Japanese Patent Publication No. 62-295982 (Toyota Gosei), published Dec. 23, 1987, describes organic solvent-based blends of silicone pressure sensitive adhesive, active hydrogen containing acrylic pressure sensitive adhesive, and polyurethane and/or polyisocyanate.
Japanese Patent Publication No. 60-197780 (Daicel), published Oct. 7, 1985, also discloses blends in organic solvent of 100 parts by weight acrylic pressure sensitive adhesive and 1-30 parts by weight silicone pressure sensitive adhesive.
Japanese Patent Publication 61-57355 discloses solvent based adhesives having a silicone pressure sensitive adhesive, an acrylate pressure sensitive adhesive, and an organic peroxide crosslinking agent to prevent phase separation. The adhesives mentioned are solvent based adhesives.
Japanese Patent Publication Nos. 59-145269 (Nitto), published Aug. 20, 1984, and 63-291971 (Nitto), published Nov. 29, 1988, seek to avoid the gross phase separation problems characteristic of blends through the use of either bridging agents or compatibilizing agents.

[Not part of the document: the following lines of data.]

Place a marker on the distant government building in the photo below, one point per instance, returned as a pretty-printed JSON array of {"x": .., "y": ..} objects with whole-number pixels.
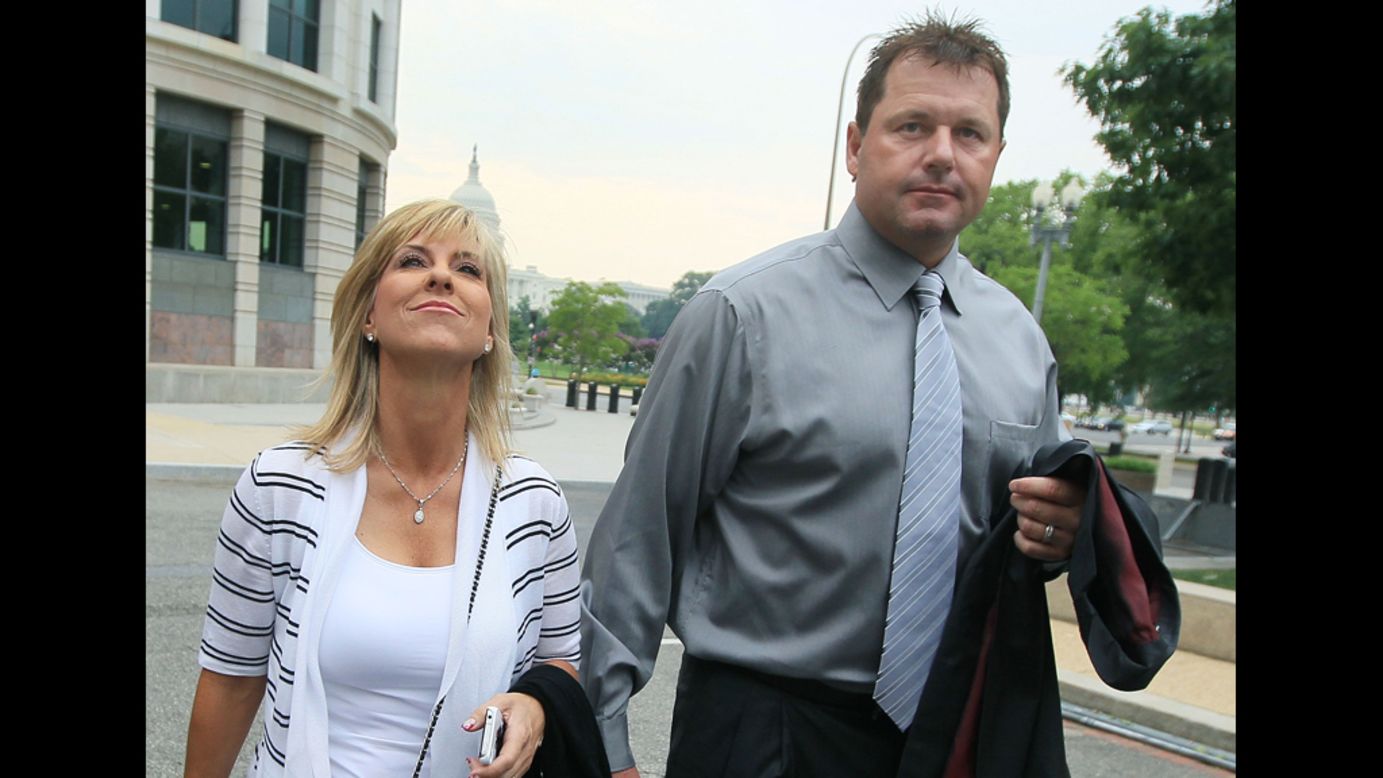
[
  {"x": 268, "y": 126},
  {"x": 540, "y": 289}
]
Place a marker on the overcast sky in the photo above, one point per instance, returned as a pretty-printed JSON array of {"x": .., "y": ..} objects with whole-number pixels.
[{"x": 638, "y": 140}]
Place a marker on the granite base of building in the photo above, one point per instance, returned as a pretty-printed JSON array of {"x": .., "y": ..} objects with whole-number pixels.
[{"x": 215, "y": 383}]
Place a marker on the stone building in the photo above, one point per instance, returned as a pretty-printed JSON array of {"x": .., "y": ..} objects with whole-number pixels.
[{"x": 268, "y": 126}]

The former patent describes a composition comprising a medium, 100 parts by weight of acrylic adhesive polymer dissolved or dispersed in the medium, 5-120 parts by weight silicone adhesive polymer, and crosslinking agent capable of co-bridging both polymers. The latter patent discloses pressure sensitive adhesives comprising silicone pressure sensitive adhesive, polyacrylate pressure sensitive adhesive, and silicone polyacrylate graft copolymer.

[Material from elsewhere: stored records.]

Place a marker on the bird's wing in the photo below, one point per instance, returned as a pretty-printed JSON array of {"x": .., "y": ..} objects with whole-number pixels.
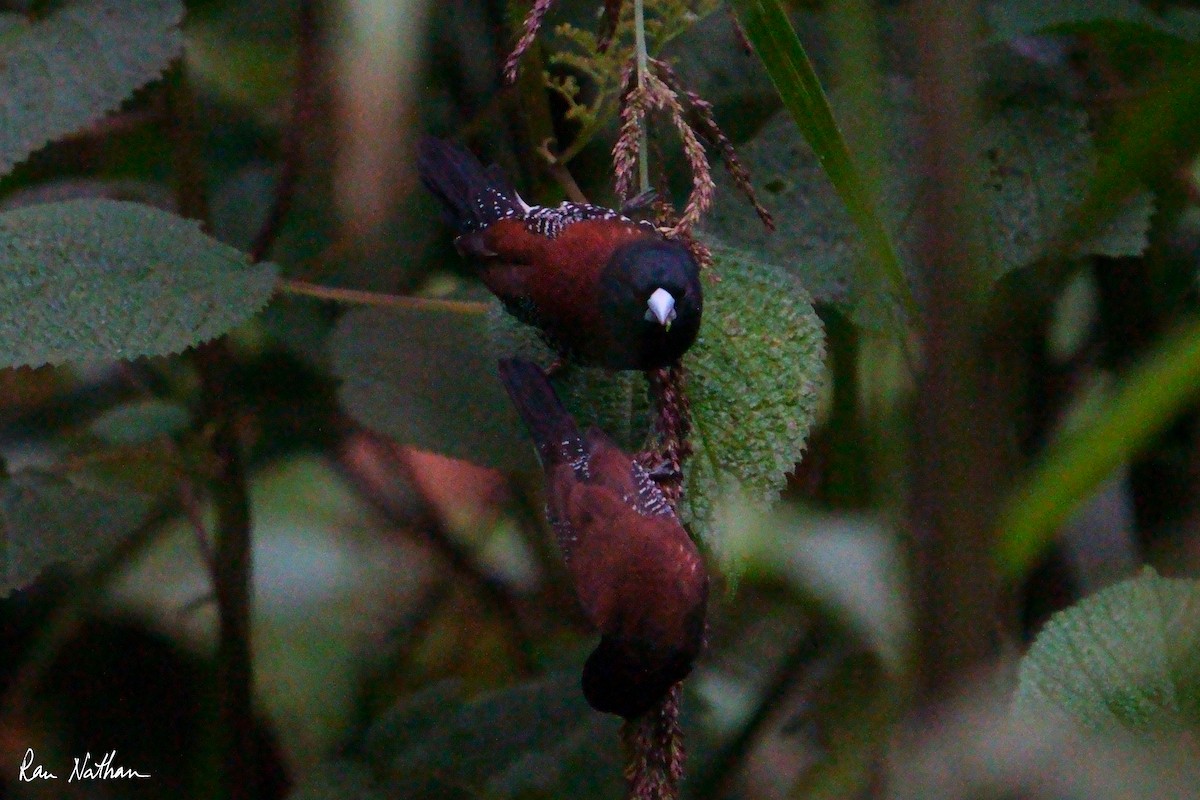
[{"x": 613, "y": 469}]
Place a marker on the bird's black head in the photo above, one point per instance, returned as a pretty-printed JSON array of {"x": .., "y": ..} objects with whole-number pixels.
[
  {"x": 651, "y": 301},
  {"x": 628, "y": 677}
]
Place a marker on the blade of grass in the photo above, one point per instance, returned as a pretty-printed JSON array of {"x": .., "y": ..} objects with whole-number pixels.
[
  {"x": 1147, "y": 401},
  {"x": 1167, "y": 120},
  {"x": 779, "y": 48}
]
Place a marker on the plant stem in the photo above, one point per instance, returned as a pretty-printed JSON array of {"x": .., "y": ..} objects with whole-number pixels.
[
  {"x": 959, "y": 419},
  {"x": 363, "y": 298},
  {"x": 643, "y": 149}
]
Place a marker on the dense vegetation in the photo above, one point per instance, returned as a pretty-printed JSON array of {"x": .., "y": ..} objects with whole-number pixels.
[{"x": 269, "y": 527}]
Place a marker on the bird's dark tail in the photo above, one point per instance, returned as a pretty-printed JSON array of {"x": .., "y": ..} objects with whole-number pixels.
[
  {"x": 553, "y": 431},
  {"x": 472, "y": 196}
]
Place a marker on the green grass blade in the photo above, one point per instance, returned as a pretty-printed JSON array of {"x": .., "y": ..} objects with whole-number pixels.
[
  {"x": 1145, "y": 403},
  {"x": 774, "y": 40}
]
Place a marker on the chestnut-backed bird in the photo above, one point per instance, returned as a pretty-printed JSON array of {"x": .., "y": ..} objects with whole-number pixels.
[
  {"x": 637, "y": 575},
  {"x": 603, "y": 289}
]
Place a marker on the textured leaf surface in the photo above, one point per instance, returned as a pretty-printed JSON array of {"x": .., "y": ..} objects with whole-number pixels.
[
  {"x": 49, "y": 519},
  {"x": 1035, "y": 164},
  {"x": 1126, "y": 657},
  {"x": 96, "y": 280},
  {"x": 754, "y": 377},
  {"x": 76, "y": 65}
]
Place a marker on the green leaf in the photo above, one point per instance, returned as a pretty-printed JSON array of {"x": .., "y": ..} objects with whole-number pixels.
[
  {"x": 1035, "y": 164},
  {"x": 427, "y": 377},
  {"x": 94, "y": 280},
  {"x": 1158, "y": 389},
  {"x": 535, "y": 738},
  {"x": 49, "y": 519},
  {"x": 1127, "y": 657},
  {"x": 1014, "y": 18},
  {"x": 754, "y": 377},
  {"x": 769, "y": 31},
  {"x": 849, "y": 566},
  {"x": 78, "y": 64}
]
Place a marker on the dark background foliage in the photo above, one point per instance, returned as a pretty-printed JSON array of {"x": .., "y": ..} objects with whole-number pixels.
[{"x": 268, "y": 527}]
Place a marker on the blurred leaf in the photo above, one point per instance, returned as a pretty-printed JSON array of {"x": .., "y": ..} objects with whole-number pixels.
[
  {"x": 1035, "y": 166},
  {"x": 1013, "y": 18},
  {"x": 49, "y": 519},
  {"x": 753, "y": 380},
  {"x": 330, "y": 582},
  {"x": 769, "y": 31},
  {"x": 847, "y": 565},
  {"x": 1071, "y": 469},
  {"x": 535, "y": 739},
  {"x": 339, "y": 780},
  {"x": 246, "y": 70},
  {"x": 850, "y": 717},
  {"x": 78, "y": 64},
  {"x": 141, "y": 421},
  {"x": 1125, "y": 657},
  {"x": 427, "y": 378},
  {"x": 93, "y": 280}
]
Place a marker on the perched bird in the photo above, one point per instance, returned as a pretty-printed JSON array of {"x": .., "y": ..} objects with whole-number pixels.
[
  {"x": 639, "y": 577},
  {"x": 604, "y": 290}
]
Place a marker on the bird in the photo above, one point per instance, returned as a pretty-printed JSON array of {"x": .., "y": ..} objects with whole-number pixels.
[
  {"x": 639, "y": 577},
  {"x": 603, "y": 289}
]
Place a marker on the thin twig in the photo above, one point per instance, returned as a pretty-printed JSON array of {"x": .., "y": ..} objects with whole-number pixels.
[
  {"x": 294, "y": 133},
  {"x": 363, "y": 298},
  {"x": 643, "y": 164},
  {"x": 655, "y": 751}
]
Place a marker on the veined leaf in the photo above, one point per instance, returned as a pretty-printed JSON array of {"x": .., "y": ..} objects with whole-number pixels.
[
  {"x": 1127, "y": 657},
  {"x": 49, "y": 519},
  {"x": 81, "y": 62},
  {"x": 94, "y": 280}
]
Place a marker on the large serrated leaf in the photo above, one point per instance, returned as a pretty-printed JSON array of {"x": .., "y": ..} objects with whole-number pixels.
[
  {"x": 1033, "y": 168},
  {"x": 49, "y": 519},
  {"x": 96, "y": 280},
  {"x": 754, "y": 377},
  {"x": 82, "y": 61},
  {"x": 1127, "y": 657},
  {"x": 427, "y": 378}
]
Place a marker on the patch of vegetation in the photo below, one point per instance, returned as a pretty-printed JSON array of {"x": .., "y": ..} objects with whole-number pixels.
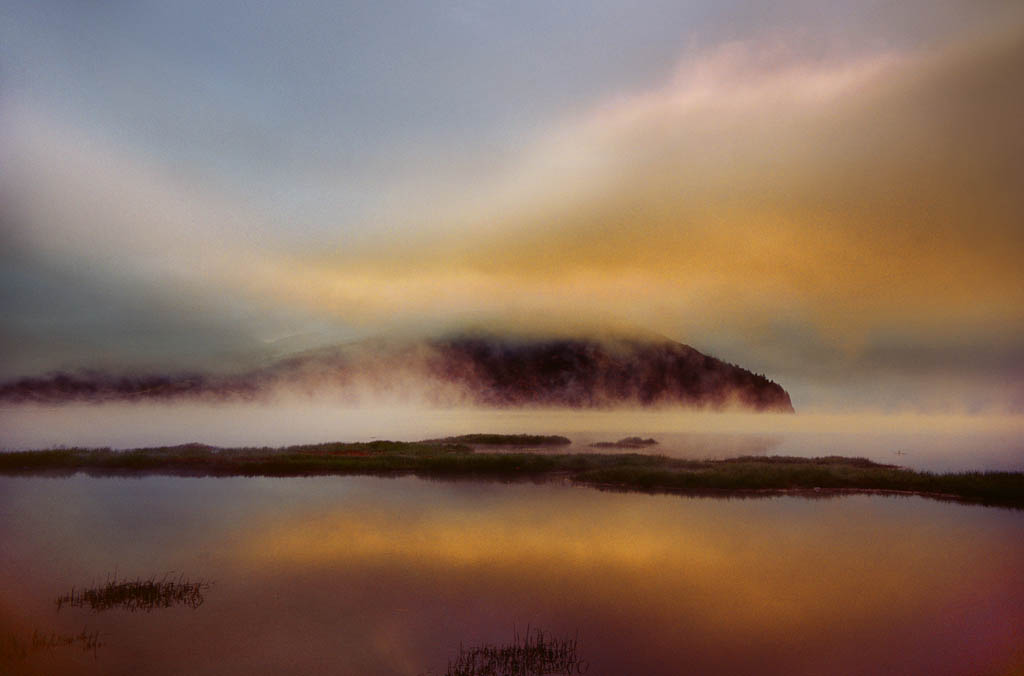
[
  {"x": 531, "y": 655},
  {"x": 505, "y": 439},
  {"x": 628, "y": 442},
  {"x": 440, "y": 458},
  {"x": 12, "y": 647},
  {"x": 136, "y": 594}
]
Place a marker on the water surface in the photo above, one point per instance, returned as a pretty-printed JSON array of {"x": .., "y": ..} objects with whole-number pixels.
[{"x": 374, "y": 576}]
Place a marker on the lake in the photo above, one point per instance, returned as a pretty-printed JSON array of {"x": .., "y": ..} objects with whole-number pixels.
[
  {"x": 937, "y": 442},
  {"x": 367, "y": 576}
]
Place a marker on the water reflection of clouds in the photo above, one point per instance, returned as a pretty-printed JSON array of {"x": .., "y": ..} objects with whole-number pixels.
[{"x": 370, "y": 576}]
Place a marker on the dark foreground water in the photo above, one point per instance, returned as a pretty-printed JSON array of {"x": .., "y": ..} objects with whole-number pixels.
[{"x": 371, "y": 576}]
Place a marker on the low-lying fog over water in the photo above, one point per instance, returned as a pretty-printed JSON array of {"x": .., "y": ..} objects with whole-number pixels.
[
  {"x": 389, "y": 577},
  {"x": 939, "y": 442}
]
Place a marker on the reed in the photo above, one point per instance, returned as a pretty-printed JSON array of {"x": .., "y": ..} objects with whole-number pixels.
[
  {"x": 630, "y": 471},
  {"x": 137, "y": 594},
  {"x": 534, "y": 653}
]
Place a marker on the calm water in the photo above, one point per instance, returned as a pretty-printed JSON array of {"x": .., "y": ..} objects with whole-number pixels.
[
  {"x": 940, "y": 442},
  {"x": 370, "y": 576}
]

These adhesives have been used for various automotive applications, e.g., attachment of decorative items to the painted surface. Automotive industry testing of adhesives typically subjects adhesives to pass a shock test, known in the industry as a "cold slam" test, at temperatures down to -45.degree. C. Conventional acrylate adhesives have difficulty passing such tests when attached to new high solids paints systems which are increasingly used in the automotive industry. Adhesion to such paints is also reduced as compared to older paints.
Additional patents disclose ultraviolet radiation curing of acrylate adhesives. U.S. Pat. No. 4,364,972 (Moon) discloses the use of N-vinyl-2-pyrrolidone as the polar copolymerizable monomer in the acrylate adhesive copolymer. High adhesion to automotive paints is disclosed but not exemplified.
A need exits for a PSA and a PSA coated tape having superior adhesion to paint and superior low temperature shock resistance properties. A need also exists for a hybrid PSA system and a paint-adherable tape coated with a hybrid PSA system which has the advantages of both acrylate PSAs and silicone PSAs which requires little or no solvent, thereby reducing or eliminating the environmental and health hazards associated with solvent use, as well as the need for drying. A need also exists for such a hybrid PSA system paint-adherable tape coated with a hybrid PSA system which is radiation curable and which, unlike most known hybrid systems, is not prone to gross phase separation problems. A need also exists for a hybrid PSA system and a paint-adherable tape coated with a hybrid PSA system which possesses balanced PSA properties tailorable over a wide range, thereby providing greater flexibility than known hybrid systems in achieving substrate-specific adhesion. We have discovered such a PSA and such a PSA coated tape.